The IRS releases each year a data book that summarizes the amount of income, payroll, excise, estate and other taxes collected during the fiscal year ended September 30.
They just release the latest Data Book for FYE September 30, 2020. The book has some interesting facts as follows:
- The IRS collected a total of $3.493 trillion of taxes which was the second highest total of all time. The year before, they collected $3.565 trillion.
- The major breakdown of taxes is as follows:
- Business income taxes – $264 billion,
- Individual, estate and trust income taxes – $1.871 trillion,
- Employment taxes, primarily FICA – $1.257 trillion,
- Estate and gift taxes – $18 billion, and
- Excise taxes – $72 billion
As you can see, individuals pay almost 90% of the taxes collected during the year and almost 40% of those collections are payroll taxes.
The figures above are gross collections. The IRS also issued refunds of about $736 billion bringing net collections to about $2.757 trillion.
The number of returns filed are as follows:
- C corporation returns – 1.819 million (down from 2.146 million in 2019),
- S corporation returns – 5.044 million (down from 5.187 million in 2019),
- Partnership returns – 4.470 million (up from 3,946 million in 2019),
- Individual returns – 157.195 million (up from 154.094 million in 2019),
- Estate and Trust income tax returns – 2.82 million (down from 3.116 million in 2019),
- Estate tax returns – 15,023 (down from 25,742 in 2019).
It appears that tax reform may have converted many C and S corporations over to partnerships (at least based simply on number of returns filed).
As expected, California had the largest number of total returns filed at 29.724 million with Texas second at 19.749 million and Florida third at 17.465 million. New York was the only other state over 10 million at 15.722 million returns filed.
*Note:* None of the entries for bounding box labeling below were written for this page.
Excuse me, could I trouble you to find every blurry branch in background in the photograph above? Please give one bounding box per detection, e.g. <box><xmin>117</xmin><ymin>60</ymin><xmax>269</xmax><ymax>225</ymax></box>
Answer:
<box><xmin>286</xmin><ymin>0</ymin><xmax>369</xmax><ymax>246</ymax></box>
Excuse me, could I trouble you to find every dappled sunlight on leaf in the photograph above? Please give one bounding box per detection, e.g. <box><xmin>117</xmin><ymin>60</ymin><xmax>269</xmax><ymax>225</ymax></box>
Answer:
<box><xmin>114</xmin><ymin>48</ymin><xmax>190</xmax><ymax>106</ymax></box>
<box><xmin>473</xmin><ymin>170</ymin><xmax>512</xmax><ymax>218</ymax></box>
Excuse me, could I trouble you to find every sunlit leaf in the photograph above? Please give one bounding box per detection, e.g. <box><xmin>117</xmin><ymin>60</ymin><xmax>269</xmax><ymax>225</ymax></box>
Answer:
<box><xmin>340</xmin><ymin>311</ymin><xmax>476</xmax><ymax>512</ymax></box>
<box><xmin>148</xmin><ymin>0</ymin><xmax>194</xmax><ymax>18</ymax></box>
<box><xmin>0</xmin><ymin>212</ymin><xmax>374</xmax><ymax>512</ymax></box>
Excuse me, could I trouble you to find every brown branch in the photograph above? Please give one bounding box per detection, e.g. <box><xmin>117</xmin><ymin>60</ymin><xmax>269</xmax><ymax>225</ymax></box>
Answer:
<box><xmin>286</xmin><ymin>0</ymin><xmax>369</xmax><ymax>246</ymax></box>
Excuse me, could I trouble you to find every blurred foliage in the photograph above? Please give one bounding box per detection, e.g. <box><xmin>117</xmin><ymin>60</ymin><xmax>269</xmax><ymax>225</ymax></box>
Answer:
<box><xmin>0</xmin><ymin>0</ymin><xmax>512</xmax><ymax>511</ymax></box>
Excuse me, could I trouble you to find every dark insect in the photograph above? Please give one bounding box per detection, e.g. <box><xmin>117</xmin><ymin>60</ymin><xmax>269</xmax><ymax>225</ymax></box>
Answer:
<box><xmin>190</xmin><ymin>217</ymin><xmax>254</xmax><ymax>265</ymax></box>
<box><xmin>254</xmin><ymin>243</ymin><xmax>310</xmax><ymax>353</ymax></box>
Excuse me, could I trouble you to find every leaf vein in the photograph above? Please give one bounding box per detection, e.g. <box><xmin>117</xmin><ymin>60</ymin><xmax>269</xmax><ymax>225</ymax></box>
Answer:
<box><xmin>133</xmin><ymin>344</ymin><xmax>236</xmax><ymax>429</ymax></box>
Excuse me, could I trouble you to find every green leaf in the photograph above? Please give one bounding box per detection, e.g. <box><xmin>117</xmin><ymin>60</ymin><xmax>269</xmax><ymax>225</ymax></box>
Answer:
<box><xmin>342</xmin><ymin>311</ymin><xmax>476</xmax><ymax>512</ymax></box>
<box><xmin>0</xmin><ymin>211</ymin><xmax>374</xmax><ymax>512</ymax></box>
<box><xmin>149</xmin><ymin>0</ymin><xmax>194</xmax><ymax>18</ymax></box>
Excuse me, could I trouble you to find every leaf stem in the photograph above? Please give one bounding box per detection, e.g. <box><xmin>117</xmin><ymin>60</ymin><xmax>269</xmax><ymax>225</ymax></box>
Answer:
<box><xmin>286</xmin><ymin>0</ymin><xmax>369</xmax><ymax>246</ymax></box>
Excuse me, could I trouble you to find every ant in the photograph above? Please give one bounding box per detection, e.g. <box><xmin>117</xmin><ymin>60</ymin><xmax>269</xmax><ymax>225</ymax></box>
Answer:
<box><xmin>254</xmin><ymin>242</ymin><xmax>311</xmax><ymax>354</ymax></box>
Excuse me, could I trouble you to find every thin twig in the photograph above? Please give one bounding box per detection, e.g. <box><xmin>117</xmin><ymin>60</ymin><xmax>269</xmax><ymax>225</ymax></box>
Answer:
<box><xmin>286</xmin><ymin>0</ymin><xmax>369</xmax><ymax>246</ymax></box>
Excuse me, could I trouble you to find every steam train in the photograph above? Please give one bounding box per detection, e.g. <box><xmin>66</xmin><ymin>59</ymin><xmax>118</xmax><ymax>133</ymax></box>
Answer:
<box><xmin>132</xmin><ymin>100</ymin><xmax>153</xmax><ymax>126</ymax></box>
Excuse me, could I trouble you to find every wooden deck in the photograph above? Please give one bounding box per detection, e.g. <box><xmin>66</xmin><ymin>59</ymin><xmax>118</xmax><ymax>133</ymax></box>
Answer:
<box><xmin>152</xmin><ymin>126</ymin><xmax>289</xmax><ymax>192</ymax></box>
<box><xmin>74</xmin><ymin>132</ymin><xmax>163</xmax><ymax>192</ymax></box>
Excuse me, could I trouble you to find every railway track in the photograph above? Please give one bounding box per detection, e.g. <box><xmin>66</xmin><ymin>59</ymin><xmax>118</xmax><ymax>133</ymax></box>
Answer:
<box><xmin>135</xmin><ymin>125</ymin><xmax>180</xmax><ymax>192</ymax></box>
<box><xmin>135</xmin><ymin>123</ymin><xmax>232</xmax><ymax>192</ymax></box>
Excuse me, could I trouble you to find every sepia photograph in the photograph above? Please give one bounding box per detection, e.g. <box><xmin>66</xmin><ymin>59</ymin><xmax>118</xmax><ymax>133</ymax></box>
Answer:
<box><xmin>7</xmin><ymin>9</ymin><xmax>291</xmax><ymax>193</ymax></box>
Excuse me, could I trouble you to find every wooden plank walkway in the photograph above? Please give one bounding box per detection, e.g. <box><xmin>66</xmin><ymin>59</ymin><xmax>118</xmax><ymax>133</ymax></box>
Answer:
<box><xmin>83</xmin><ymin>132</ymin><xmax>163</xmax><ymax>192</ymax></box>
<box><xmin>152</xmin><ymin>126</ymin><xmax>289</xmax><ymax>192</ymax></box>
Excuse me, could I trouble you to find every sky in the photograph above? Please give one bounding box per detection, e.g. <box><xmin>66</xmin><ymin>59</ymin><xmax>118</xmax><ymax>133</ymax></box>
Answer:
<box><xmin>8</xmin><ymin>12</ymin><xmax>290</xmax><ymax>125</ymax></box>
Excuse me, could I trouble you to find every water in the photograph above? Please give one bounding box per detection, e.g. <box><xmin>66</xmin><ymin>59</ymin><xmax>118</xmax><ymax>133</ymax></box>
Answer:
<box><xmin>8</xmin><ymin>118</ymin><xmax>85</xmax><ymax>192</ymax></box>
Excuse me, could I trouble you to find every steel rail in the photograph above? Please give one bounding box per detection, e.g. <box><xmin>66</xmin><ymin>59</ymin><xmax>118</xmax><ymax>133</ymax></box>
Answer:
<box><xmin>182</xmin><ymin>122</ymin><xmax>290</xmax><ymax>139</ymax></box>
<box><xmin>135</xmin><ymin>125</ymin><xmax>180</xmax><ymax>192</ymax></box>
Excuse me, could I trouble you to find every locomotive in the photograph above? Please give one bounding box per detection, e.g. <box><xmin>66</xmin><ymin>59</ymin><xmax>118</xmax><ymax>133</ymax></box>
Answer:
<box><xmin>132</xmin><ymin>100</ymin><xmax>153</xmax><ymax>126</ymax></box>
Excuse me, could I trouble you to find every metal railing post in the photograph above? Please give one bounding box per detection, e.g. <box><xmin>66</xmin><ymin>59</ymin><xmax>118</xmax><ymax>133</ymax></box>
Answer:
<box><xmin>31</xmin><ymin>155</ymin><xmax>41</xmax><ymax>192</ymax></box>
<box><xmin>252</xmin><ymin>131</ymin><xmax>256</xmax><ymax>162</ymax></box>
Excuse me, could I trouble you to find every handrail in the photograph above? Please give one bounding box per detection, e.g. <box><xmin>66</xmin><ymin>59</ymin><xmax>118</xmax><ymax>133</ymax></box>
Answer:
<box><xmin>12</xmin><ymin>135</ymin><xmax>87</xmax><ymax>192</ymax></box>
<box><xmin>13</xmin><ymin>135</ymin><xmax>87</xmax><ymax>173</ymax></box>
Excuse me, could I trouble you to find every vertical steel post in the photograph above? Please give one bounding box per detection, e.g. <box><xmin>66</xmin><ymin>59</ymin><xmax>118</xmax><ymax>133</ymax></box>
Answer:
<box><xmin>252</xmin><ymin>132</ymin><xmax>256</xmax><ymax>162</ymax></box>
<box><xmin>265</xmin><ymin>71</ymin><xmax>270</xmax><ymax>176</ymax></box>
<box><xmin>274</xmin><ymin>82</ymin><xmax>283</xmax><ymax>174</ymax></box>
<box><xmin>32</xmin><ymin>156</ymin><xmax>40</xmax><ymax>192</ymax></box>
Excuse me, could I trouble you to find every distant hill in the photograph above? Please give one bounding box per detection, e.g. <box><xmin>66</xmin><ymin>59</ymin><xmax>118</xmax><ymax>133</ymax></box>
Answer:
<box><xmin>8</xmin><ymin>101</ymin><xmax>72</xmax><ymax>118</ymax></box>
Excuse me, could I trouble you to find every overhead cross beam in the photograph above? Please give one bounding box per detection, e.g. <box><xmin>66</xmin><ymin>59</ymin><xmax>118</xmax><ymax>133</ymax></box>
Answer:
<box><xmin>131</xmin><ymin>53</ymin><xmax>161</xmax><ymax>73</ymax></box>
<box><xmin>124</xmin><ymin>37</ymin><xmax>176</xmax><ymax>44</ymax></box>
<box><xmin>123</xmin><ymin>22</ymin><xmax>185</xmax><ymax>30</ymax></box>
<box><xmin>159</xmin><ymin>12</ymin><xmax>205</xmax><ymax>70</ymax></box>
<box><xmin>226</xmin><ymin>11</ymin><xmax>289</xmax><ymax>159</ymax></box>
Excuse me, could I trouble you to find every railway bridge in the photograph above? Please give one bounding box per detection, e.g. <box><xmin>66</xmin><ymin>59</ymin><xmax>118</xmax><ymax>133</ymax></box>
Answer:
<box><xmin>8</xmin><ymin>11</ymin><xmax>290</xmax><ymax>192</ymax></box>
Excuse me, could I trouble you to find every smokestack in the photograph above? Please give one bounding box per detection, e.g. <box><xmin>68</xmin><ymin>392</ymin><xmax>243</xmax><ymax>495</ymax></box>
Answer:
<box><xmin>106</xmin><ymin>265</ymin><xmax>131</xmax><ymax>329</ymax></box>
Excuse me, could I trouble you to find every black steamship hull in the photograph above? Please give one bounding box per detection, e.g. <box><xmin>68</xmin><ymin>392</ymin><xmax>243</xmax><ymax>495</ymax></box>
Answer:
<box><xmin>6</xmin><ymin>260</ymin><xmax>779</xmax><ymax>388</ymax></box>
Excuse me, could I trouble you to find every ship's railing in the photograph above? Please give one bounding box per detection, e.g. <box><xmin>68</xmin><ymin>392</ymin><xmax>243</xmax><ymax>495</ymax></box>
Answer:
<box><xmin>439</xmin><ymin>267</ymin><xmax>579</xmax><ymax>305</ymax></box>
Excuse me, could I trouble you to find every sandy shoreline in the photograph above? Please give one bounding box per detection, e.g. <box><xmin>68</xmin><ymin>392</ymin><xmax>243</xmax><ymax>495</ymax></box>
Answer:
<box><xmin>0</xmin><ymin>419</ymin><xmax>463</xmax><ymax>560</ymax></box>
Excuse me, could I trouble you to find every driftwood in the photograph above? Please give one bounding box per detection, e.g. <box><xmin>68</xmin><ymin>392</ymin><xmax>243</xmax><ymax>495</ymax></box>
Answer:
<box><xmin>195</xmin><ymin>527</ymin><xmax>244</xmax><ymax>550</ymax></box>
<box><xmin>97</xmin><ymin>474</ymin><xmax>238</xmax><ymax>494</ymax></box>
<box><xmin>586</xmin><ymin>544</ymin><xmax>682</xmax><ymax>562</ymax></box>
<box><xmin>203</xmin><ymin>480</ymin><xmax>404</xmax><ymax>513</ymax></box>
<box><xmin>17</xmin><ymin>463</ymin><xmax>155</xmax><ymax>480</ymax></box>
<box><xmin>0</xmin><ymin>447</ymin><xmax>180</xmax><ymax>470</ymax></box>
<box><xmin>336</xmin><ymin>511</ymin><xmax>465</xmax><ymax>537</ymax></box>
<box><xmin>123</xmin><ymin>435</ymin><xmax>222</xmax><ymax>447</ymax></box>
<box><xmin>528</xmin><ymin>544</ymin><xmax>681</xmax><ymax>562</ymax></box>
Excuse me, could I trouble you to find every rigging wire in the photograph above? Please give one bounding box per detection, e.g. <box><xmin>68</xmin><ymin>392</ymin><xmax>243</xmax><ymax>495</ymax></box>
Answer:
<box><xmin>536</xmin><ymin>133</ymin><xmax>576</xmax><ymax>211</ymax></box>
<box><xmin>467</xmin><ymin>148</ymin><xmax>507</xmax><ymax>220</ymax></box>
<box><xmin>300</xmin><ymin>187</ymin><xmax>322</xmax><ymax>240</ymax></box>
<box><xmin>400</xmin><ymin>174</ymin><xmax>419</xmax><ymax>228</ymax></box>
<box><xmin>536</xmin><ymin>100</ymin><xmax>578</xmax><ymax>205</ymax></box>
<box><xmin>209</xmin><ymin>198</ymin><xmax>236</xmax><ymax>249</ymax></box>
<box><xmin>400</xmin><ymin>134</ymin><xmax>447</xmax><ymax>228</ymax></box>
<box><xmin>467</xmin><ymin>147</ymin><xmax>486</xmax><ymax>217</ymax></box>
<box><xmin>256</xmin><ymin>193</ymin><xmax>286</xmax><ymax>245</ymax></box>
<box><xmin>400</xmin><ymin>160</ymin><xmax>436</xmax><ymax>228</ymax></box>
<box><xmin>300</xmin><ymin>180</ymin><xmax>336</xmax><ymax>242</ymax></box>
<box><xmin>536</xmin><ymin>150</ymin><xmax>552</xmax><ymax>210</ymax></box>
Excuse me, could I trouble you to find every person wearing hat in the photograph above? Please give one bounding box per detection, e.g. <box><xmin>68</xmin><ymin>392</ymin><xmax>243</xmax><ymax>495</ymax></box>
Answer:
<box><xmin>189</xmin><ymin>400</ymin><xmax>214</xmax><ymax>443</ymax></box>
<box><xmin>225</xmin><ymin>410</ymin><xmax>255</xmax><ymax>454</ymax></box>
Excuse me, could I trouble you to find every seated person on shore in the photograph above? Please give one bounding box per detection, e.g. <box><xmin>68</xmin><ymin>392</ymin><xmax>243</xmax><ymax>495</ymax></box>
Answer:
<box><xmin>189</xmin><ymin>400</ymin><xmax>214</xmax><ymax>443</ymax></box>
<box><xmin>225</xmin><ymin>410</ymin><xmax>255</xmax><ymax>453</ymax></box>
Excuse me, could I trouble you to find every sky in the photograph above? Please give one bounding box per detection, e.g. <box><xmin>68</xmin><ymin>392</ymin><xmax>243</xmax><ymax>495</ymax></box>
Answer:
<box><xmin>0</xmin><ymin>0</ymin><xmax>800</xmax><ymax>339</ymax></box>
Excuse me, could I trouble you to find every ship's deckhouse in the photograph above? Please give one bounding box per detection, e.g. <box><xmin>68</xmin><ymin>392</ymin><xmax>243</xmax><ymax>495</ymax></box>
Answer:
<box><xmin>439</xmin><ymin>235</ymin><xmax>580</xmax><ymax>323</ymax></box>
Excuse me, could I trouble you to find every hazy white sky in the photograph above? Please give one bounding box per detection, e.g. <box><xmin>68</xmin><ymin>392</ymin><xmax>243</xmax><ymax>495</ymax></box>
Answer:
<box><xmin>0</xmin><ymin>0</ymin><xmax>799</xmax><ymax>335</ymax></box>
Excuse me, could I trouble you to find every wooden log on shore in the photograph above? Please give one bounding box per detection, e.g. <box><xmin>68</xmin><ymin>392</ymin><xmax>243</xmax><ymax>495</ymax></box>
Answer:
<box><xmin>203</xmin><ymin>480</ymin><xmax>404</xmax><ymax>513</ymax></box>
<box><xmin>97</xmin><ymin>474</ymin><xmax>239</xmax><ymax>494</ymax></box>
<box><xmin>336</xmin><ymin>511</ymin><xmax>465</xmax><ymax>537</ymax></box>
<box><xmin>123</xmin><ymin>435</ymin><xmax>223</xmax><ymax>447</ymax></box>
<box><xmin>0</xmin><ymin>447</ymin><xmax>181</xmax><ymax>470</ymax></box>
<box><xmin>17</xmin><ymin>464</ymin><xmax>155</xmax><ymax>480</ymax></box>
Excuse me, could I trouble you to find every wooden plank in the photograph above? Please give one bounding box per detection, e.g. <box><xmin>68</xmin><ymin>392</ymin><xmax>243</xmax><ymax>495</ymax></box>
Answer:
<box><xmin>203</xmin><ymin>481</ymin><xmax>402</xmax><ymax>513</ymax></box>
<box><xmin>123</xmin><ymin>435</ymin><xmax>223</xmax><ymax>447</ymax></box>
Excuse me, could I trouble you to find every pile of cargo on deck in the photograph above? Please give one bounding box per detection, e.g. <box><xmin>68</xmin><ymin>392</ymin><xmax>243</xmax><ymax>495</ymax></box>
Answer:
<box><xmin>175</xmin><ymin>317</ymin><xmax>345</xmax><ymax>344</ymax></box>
1989 was the first year where collections exceeded $1 trillion, then year 2000 it exceeded $2 trillion and finally in 2014, total collections exceeded $3 trillion. If that trend continues, we will exceed $4 trillion in 2028 (unless we exceed it next year with estimated tax changes that may occur this year).
The IRS website (IRS.gov) had 1.6 billion visitors and they viewed 9.225 billion pages. Over 505 million inquiries were on ‘Where’s My Refund”.
About half of the Data Book deals with their examination efforts. Too much detail was provided to allow for a good summary.
There are over 13 million taxpayers that are delinquent with their taxes and total net collections for 2020 was about $38.464 billion.
The IRS assessed total civil penalties of $31.370 billion but also abated civil penalties of about $23.881 billion.
The Data Book has a trove of data that us Tax Geeks will find interesting but we tried to summarize data that might be interesting for non-tax geeks.